Penyokong gerakan geger pacino memang pengusaha besar Cina. Rata-rata barisan pemberontakan di Kartasura ini berkulit kuning. Maka Raden Garendi mendapat gelar Sunan Kuning. Gerakan pemberontak cukup gawat. Untuk sementara waktu Raden Mas Garendi berhasil menduduki ibukota Kartasura. Para pendukung pemberontakan ini menobatkan Raden Mas Garendi sebagai Sri Susuhunan Amangkurat V. Hanya saja geger pacino itu mengalami gagal visi misi saat menduduki istana Kartasura. Raden Mas Garendi saat masuk kraton Surakarta tanggal 1 Oktober 1743. Tiga bulan kemudian yaitu pada tanggal 15 Januari 1744 kraton Surakarta kembali ke tangan Sinuwun Paku Buwono II. Setahun kemudian boyong kedaton dari Kartasura ke Surakarta Tahun 1745.
Luka akibat geger pacino bagi warga Lasem Rembang tentu tidak menguntungkan. Pada tahun 1759 Sri Susuhunan Paku Buwono III hadir di kota Lasem. Di sana beliau meresmikan pemugaran bangunan Klenteng Ci An Kiong, Klenteng Po An Bio, Klenteng Gie Yong Bio. Tempat ibadat umat Budha itu dipugar oleh Kraton Surakarta Hadiningrat demi membuat kedamaian. Geger pacino pelan pelan terlupakan. Hidup mereka pulih lagi. Di tempat lain Sinuwun Paku Buwono III juga berkunjung di Wihara Ratanawana, bukit Teluang Sendangcoyo. Jadwal kunjungan juga di Wihara Karunia Dharma. Warga Cina Lasem yang menganut Budha kembali ayem tentrem hidup aman damai.
Kemajuan Rembang atas sokongan keraton Surakarta Hadiningrat terjadi pada tahun 1883. Atas usul Sinuwun Paku Buwono IX dibangun sarana Transportasi kereta api. Orang Jawa menyebut Sepur. Kereta api melintasi jalur Juwana Rembang Lasem. Kemakmuran rakyat semakin meningkat. Peningkatan kesejahteraan terjadi lagi p ada tahun 1900 dengan ditambah jalur kereta api yang melewati Rembang, Semarang. Begitulah dinamika peradaban yang tumbuh di kabupaten Rembang.

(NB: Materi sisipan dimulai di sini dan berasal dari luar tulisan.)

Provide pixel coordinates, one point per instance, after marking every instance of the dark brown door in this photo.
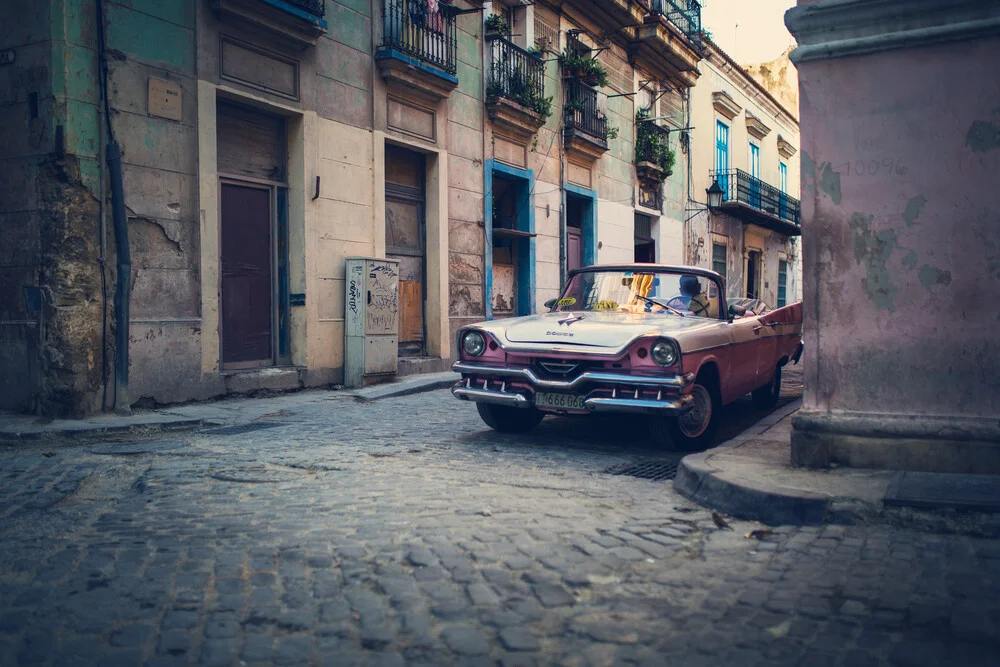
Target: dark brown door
(246, 276)
(574, 248)
(753, 274)
(405, 241)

Dari Kadipaten Lasem menjadi kabupaten Rembang sesungguhnya telah menambah kekayaan peradaban. Warga kabupaten Rembang boleh bangga bahwa nenek moyang telah mewarisi budaya tinggi sebagaimana ungkapan negara kang gedhe obore, padhang jagade, dhuwur kukuse, adoh kuncarane, ampuh kaprabawane.
C. Para Bupati Lasem Rembang yang Mengantarkan Masa Kejayaan
1. Adipati Wirobrojo 1469-1492. Dilantik pada jaman pemerintahan Prabu Brawijaya V, raja Majapahit.
2. Adipati Wironagoro I 1492-1509. Dilantik pada jaman pemerintahan Raden Patah, raja Demak Bintoro.
3. Adipati Wironagoro II 1509-1531. Dilantik pada jaman pemerintahan Raden Patah, raja Demak Bintoro.
4. Adipati Wironagoro III 1531-1561. Dilantik pada jaman pemerintahan Sultan Trenggono, raja Demak Bintoro.
5. Adipati Santo Puspo 1561-1585. Dilantik pada jaman pemerintahan Sultan Hadiwijaya, raja Pajang.